Updated on 2025-07-29 GMT+08:00

Managing the Vector Index Cache

The CSS vector search engine is built on C++. It uses off-heap memory to enhance performance and efficiency. To better manage and optimize the vector index cache, the CSS vector database provides a number of dedicated APIs that can be used to flexibly monitor and tune cache usage to ensure stable query performance.

Checking Cache Statistics

Use the following API to check the off-heap memory usage and return key metrics such as the current off-heap memory usage, cache hits, and data loading times. These metrics help you understand the cache status, so you can adjust the cache based on its usage. In the implementation of the vector search plug-in, each segment constructs and stores an index file. During query, all these files are loaded to the off-heap memory, and the plug-in uses a cache mechanism to manage the off-heap memory.

GET /_vector/stats

Example response:

{
  "_nodes" : {  		# Node information
    "total" : 1, 		# Total number of nodes
    "successful" : 1,  	        # Number of successful nodes
    "failed" : 0  		# Number of failed nodes
  },
  "cluster_name" : "css-d3a7", 			# Cluster name
  "cpu_circuit_breaker_triggered" : false, 	# Whether circuit breaking is triggered
  "nodes" : {
    "cAHmVUZTR9ON7t6jxcDCkg" : {  		# Node UUID
      "cpu_cache_capacity_reached" : false,     # Whether the off-heap memory usage of the current node reaches the upper limit
      "cpu_eviction_count" : 0,  		# Number of segment-level cache swap-outs on the current node
      "cpu_hit_count" : 0,  			# Number of segment-level cache hits on the current node
      "cpu_load_exception_count" : 0,  		# Number of segment-level index loading failures on the current node
      "cpu_load_success_count" : 0,  		# Number of segment-level index loading successes on the current node
      "cpu_miss_count" : 0,   			# Number of segment-level cache misses on the current node
      "cpu_query_memory_usage" : 0,  		# Off-heap memory usage on the current node, in KB
      "cpu_total_load_time" : 0  		# Total segment-level index loading time on the current node, in ms
    }
  }
}

Preloading Vector Indexes

Use the following API to preload specified vector indexes to the off-heap memory. This ensures that these indexes can be quickly accessed in subsequent queries, with high query efficiency and low latency.

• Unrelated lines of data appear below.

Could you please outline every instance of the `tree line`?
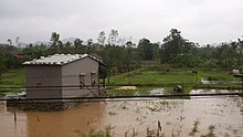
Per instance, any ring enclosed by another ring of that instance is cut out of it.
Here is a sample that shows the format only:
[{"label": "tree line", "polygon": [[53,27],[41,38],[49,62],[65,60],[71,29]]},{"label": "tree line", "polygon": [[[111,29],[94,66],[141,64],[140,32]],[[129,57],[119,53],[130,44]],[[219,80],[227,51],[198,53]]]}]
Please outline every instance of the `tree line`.
[{"label": "tree line", "polygon": [[21,67],[27,60],[39,59],[55,53],[95,54],[103,59],[108,73],[129,72],[141,66],[142,61],[160,61],[179,68],[243,68],[243,41],[224,42],[219,45],[200,45],[181,35],[177,29],[171,29],[162,43],[152,43],[142,38],[138,44],[130,40],[118,38],[118,31],[112,30],[106,42],[104,31],[98,33],[97,42],[88,39],[86,44],[81,39],[63,43],[60,34],[52,32],[49,44],[27,48],[0,44],[0,73]]}]

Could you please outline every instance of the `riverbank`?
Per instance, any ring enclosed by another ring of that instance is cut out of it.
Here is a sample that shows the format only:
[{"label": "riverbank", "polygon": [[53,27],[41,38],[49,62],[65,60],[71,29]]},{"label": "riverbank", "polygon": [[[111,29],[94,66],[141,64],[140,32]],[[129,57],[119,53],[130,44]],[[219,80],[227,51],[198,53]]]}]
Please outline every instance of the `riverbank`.
[{"label": "riverbank", "polygon": [[[0,96],[7,93],[23,92],[23,88],[3,88],[11,86],[24,86],[25,77],[23,70],[12,70],[3,73],[0,83]],[[203,81],[219,82],[214,84],[203,84]],[[221,82],[221,83],[220,83]],[[192,70],[162,70],[142,67],[129,73],[123,73],[112,76],[106,86],[115,88],[117,86],[137,86],[137,87],[163,87],[172,91],[176,85],[181,85],[188,93],[192,88],[215,88],[215,89],[242,89],[241,78],[230,75],[229,71],[197,71]]]}]

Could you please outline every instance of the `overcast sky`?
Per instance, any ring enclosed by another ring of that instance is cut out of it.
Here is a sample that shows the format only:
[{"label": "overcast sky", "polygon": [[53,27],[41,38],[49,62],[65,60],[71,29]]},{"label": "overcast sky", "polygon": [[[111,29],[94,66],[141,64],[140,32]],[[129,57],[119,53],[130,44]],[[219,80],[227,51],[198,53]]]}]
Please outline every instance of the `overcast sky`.
[{"label": "overcast sky", "polygon": [[243,35],[243,0],[0,0],[0,43],[80,38],[96,42],[112,29],[138,42],[162,42],[170,29],[211,44]]}]

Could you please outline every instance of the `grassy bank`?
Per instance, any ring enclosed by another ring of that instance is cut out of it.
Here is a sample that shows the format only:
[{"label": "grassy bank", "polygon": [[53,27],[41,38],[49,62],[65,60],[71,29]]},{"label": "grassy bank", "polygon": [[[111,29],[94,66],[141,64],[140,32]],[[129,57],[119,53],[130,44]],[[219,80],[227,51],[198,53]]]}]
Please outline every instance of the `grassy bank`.
[{"label": "grassy bank", "polygon": [[218,81],[218,82],[237,82],[241,81],[229,74],[228,71],[198,71],[193,74],[192,71],[158,71],[141,68],[130,73],[112,76],[107,85],[123,86],[159,86],[159,87],[173,87],[176,85],[183,85],[184,87],[197,86],[201,88],[241,88],[241,84],[216,84],[203,85],[201,80]]}]

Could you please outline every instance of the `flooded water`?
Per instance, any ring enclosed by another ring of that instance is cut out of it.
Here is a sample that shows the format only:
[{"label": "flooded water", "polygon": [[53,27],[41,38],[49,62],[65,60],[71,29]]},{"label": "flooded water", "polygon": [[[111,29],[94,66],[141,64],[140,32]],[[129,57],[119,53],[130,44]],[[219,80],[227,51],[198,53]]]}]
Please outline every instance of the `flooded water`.
[{"label": "flooded water", "polygon": [[107,126],[115,137],[145,137],[158,127],[166,137],[243,136],[243,99],[237,96],[93,102],[63,112],[15,112],[14,123],[14,108],[0,104],[1,137],[82,137]]}]

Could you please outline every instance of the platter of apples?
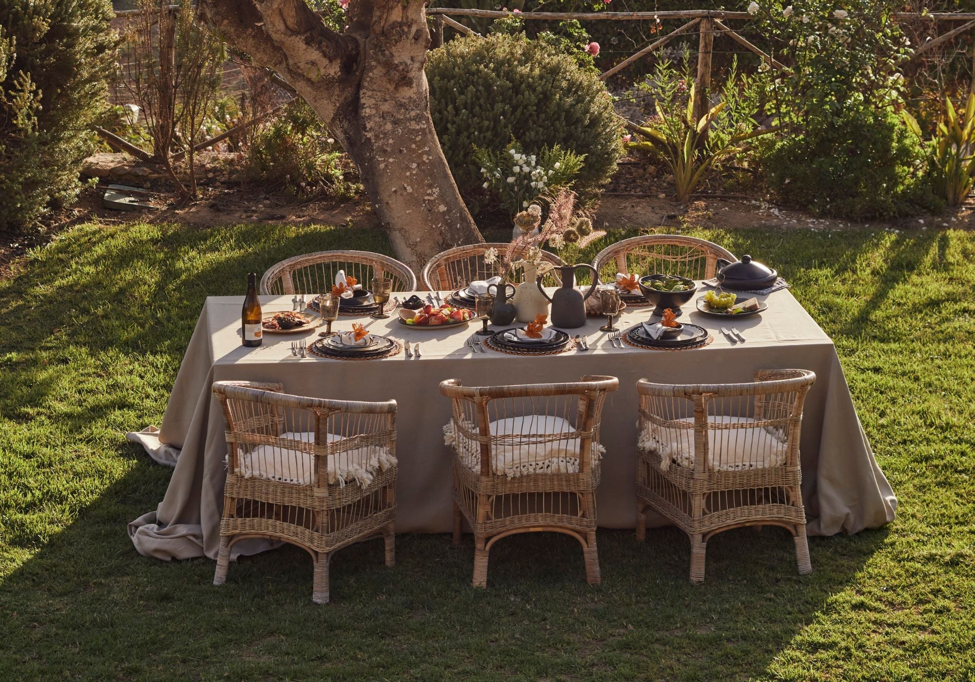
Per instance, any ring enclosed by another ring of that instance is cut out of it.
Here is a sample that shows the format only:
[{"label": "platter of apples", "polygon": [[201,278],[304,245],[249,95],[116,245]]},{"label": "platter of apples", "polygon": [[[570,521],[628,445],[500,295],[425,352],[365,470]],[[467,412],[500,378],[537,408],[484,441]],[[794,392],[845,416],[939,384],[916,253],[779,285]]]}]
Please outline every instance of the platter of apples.
[{"label": "platter of apples", "polygon": [[463,326],[471,322],[474,313],[466,308],[450,305],[434,306],[427,304],[417,310],[400,309],[400,323],[418,329],[442,329],[448,326]]}]

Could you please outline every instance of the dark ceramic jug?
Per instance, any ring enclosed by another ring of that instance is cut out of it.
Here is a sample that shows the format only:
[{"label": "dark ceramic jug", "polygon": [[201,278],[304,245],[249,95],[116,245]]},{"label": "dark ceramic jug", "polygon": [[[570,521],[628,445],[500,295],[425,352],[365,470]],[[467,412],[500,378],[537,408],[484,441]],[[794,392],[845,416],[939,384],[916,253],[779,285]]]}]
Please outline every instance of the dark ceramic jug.
[{"label": "dark ceramic jug", "polygon": [[[491,289],[494,289],[494,293],[491,294]],[[511,289],[511,293],[508,293],[508,289]],[[490,308],[490,323],[497,324],[498,326],[507,326],[515,321],[515,304],[509,303],[508,298],[515,295],[515,285],[510,284],[507,282],[500,284],[491,284],[488,287],[488,293],[494,296],[494,302],[491,303]]]},{"label": "dark ceramic jug", "polygon": [[[593,285],[589,287],[585,295],[575,289],[575,271],[577,268],[589,268],[593,271]],[[538,278],[535,285],[542,292],[545,298],[552,301],[552,326],[562,329],[574,329],[586,323],[586,299],[593,295],[597,284],[600,282],[599,273],[596,268],[588,263],[577,263],[576,265],[563,265],[557,267],[562,277],[562,286],[556,289],[551,298],[545,289],[542,288],[542,278]]]}]

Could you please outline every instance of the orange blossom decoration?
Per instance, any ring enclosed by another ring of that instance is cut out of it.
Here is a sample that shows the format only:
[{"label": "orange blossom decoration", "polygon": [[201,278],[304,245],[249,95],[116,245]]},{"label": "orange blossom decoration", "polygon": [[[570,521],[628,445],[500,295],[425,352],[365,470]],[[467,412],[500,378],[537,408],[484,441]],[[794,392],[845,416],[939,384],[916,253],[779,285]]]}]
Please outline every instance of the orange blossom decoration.
[{"label": "orange blossom decoration", "polygon": [[528,325],[525,327],[525,335],[532,339],[540,339],[542,337],[542,328],[545,326],[545,322],[548,322],[548,318],[544,315],[536,315],[535,321],[533,322],[528,322]]},{"label": "orange blossom decoration", "polygon": [[622,286],[623,288],[627,289],[628,291],[634,291],[634,290],[640,288],[640,283],[637,282],[637,276],[636,275],[630,275],[628,277],[622,277],[622,278],[619,279],[619,282],[617,282],[616,284],[619,284],[620,286]]}]

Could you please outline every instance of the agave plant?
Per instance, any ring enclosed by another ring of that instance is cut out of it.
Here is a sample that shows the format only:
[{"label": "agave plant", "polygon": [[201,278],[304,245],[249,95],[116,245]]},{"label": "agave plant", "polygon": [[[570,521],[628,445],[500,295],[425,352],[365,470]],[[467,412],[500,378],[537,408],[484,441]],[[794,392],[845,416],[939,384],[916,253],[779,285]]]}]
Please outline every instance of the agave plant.
[{"label": "agave plant", "polygon": [[691,85],[683,111],[668,114],[657,102],[655,125],[639,127],[645,142],[631,142],[631,149],[658,152],[670,167],[677,185],[677,200],[686,203],[705,174],[722,159],[742,151],[742,142],[772,133],[778,128],[756,130],[731,135],[707,135],[708,128],[724,108],[725,101],[715,104],[699,120],[694,120],[694,86]]},{"label": "agave plant", "polygon": [[[901,117],[908,128],[921,136],[917,120],[907,111]],[[961,111],[945,98],[945,116],[938,123],[931,141],[928,172],[936,193],[945,197],[949,206],[960,206],[975,184],[975,94]]]}]

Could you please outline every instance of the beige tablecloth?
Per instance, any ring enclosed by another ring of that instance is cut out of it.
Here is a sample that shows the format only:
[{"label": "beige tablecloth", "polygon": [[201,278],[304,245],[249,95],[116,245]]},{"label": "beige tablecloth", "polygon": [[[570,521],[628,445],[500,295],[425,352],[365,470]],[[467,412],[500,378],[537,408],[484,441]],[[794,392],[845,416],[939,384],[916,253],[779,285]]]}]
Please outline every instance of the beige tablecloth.
[{"label": "beige tablecloth", "polygon": [[[408,294],[409,295],[409,294]],[[225,476],[223,421],[211,384],[219,380],[275,381],[285,390],[315,398],[353,400],[394,398],[397,417],[397,531],[447,533],[451,529],[450,452],[441,427],[450,417],[449,401],[440,395],[442,379],[456,377],[466,385],[575,381],[582,374],[619,377],[603,415],[602,440],[606,448],[598,493],[599,524],[632,528],[635,522],[637,380],[662,383],[750,381],[756,369],[800,367],[816,373],[805,402],[800,443],[802,497],[810,535],[856,533],[894,517],[897,499],[878,467],[860,427],[830,338],[788,290],[760,297],[768,302],[761,316],[735,320],[747,342],[732,345],[720,332],[721,321],[698,313],[693,302],[682,322],[714,333],[714,343],[689,351],[612,348],[599,331],[604,320],[590,320],[577,330],[592,350],[556,356],[524,357],[488,352],[472,357],[465,344],[477,326],[421,331],[395,318],[339,318],[334,328],[365,322],[370,330],[420,343],[423,357],[400,355],[380,360],[343,361],[291,355],[291,335],[265,334],[258,348],[240,343],[242,298],[207,299],[170,397],[161,430],[135,433],[161,464],[175,465],[166,497],[155,512],[129,524],[129,534],[142,554],[162,559],[206,554],[215,558]],[[290,297],[262,296],[266,312],[291,310]],[[649,316],[649,308],[630,308],[619,324],[632,326]],[[303,335],[308,342],[315,332]],[[663,519],[656,519],[658,525]],[[261,540],[235,545],[250,554],[271,547]]]}]

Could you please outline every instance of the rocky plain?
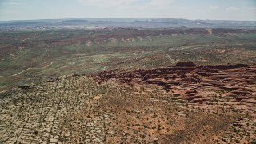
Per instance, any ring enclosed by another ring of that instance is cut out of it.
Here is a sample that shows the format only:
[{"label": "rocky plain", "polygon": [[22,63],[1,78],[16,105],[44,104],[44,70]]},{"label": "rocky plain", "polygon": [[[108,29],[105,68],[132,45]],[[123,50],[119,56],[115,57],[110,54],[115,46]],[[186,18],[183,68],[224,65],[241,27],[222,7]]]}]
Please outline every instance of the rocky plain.
[{"label": "rocky plain", "polygon": [[0,101],[0,143],[256,142],[253,64],[66,75]]}]

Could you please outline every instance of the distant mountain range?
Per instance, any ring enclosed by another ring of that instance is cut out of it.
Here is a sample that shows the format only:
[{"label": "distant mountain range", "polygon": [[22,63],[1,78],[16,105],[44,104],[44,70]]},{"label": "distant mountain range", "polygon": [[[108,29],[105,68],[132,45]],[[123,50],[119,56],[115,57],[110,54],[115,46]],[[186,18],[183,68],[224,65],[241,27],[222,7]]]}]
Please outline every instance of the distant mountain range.
[{"label": "distant mountain range", "polygon": [[188,20],[178,18],[136,19],[136,18],[70,18],[0,21],[0,29],[13,28],[238,28],[256,29],[256,21]]}]

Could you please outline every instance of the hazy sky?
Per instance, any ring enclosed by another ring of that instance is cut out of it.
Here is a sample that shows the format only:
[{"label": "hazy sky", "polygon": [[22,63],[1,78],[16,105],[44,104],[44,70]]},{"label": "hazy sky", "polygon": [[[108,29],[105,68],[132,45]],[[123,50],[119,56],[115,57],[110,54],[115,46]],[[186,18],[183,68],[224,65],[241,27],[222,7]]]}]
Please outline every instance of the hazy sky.
[{"label": "hazy sky", "polygon": [[0,21],[74,18],[256,21],[256,0],[0,0]]}]

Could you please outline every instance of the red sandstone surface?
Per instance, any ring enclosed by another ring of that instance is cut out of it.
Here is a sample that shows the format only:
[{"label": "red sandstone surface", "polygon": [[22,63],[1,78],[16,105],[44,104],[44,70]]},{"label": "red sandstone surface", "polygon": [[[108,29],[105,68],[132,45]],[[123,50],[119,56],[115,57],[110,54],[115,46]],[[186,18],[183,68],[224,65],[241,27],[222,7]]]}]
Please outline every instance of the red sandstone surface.
[{"label": "red sandstone surface", "polygon": [[130,72],[102,72],[91,75],[98,82],[116,79],[120,84],[162,86],[172,98],[186,102],[234,103],[256,108],[256,65],[175,66]]}]

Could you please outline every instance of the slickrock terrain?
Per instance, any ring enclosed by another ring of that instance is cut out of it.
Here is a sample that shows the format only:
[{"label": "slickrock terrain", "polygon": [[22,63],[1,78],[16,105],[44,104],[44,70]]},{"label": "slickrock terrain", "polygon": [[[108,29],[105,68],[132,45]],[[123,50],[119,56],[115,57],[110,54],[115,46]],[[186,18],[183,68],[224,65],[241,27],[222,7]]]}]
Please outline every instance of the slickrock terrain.
[{"label": "slickrock terrain", "polygon": [[256,66],[197,66],[179,62],[175,66],[131,72],[103,72],[93,78],[99,82],[116,79],[122,84],[158,85],[170,98],[189,103],[213,102],[256,108]]},{"label": "slickrock terrain", "polygon": [[70,75],[0,93],[0,143],[254,143],[256,66]]}]

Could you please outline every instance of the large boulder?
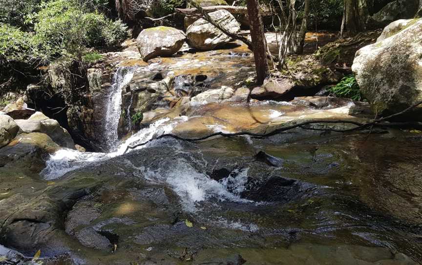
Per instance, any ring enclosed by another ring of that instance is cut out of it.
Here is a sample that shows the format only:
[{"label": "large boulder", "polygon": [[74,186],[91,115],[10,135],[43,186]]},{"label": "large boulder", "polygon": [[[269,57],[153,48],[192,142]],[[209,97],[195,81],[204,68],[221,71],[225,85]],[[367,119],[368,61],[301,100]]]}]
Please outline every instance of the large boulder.
[{"label": "large boulder", "polygon": [[[240,30],[239,22],[227,10],[218,10],[209,15],[214,21],[230,32],[237,33]],[[232,40],[204,19],[200,19],[189,26],[186,35],[190,46],[202,50],[212,50]]]},{"label": "large boulder", "polygon": [[422,19],[359,50],[352,69],[376,113],[398,112],[422,100]]},{"label": "large boulder", "polygon": [[372,17],[376,25],[384,26],[401,19],[411,19],[418,11],[419,0],[395,0]]},{"label": "large boulder", "polygon": [[390,38],[394,35],[396,35],[408,26],[413,25],[417,22],[418,20],[399,20],[392,22],[384,28],[382,33],[378,39],[377,42],[383,41],[387,38]]},{"label": "large boulder", "polygon": [[[196,0],[195,1],[201,7],[207,7],[214,5],[228,5],[227,2],[225,0]],[[193,6],[188,2],[186,3],[186,7],[189,8],[193,7]],[[185,29],[187,29],[197,19],[196,17],[193,16],[186,16],[185,17]]]},{"label": "large boulder", "polygon": [[169,56],[179,51],[186,37],[181,30],[160,26],[143,30],[136,42],[144,61],[158,56]]},{"label": "large boulder", "polygon": [[8,104],[2,111],[14,119],[27,119],[35,112],[35,110],[27,109],[23,97],[18,98],[16,101]]},{"label": "large boulder", "polygon": [[0,115],[0,148],[8,144],[15,138],[19,127],[10,116]]},{"label": "large boulder", "polygon": [[49,118],[42,112],[36,112],[27,120],[15,121],[24,132],[45,133],[60,146],[75,149],[75,143],[67,131],[61,127],[57,121]]}]

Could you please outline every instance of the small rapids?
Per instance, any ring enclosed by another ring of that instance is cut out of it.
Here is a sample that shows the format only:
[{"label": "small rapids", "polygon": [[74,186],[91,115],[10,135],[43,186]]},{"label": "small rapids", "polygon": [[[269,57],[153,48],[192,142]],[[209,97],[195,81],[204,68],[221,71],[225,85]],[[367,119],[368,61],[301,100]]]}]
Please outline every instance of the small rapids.
[{"label": "small rapids", "polygon": [[132,80],[135,69],[133,67],[119,67],[113,77],[104,123],[105,136],[107,139],[105,144],[108,151],[112,150],[119,142],[117,127],[122,112],[122,89]]},{"label": "small rapids", "polygon": [[213,199],[220,201],[252,202],[240,196],[248,180],[247,168],[233,172],[235,177],[229,176],[219,181],[199,172],[183,158],[172,164],[173,167],[156,170],[137,169],[150,181],[169,185],[180,197],[186,210],[195,211],[196,203]]},{"label": "small rapids", "polygon": [[[128,146],[147,142],[157,132],[164,134],[171,132],[176,124],[185,119],[185,117],[182,117],[174,119],[171,123],[168,122],[169,120],[168,118],[157,121],[149,127],[141,130],[121,143],[117,146],[115,151],[109,153],[81,152],[67,148],[61,149],[51,155],[41,175],[45,179],[54,179],[60,177],[67,172],[85,167],[93,162],[104,161],[121,155],[125,154]],[[129,149],[128,152],[143,147]]]}]

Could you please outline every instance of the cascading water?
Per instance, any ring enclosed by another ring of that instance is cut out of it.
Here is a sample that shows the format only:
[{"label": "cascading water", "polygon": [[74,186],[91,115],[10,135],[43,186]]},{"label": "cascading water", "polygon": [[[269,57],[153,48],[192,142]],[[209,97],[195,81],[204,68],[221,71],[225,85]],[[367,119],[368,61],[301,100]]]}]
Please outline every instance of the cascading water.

PUT /_vector/warmup/{index_name}

where, {index_name} specifies an index.

Example response:

{
  "_shards" : {
    "total" : 1,
    "successful" : 1,
    "failed" : 0
  }
}

Clearing the Cache

When the cache is full, the system automatically swaps its data. However, frequent cache swapping may affect query performance. You can use the following API to manually clear the vector index cache. This way, you can reclaim off-heap memory resources and ensure hot data query performance.

  • Clear the full cache:
    PUT /_vector/clear/cache 
  • Clear specified indexes from the cache:
    PUT /_vector/clear/cache/{index_name}

Example response:

{
  "acknowledged" : "true"
}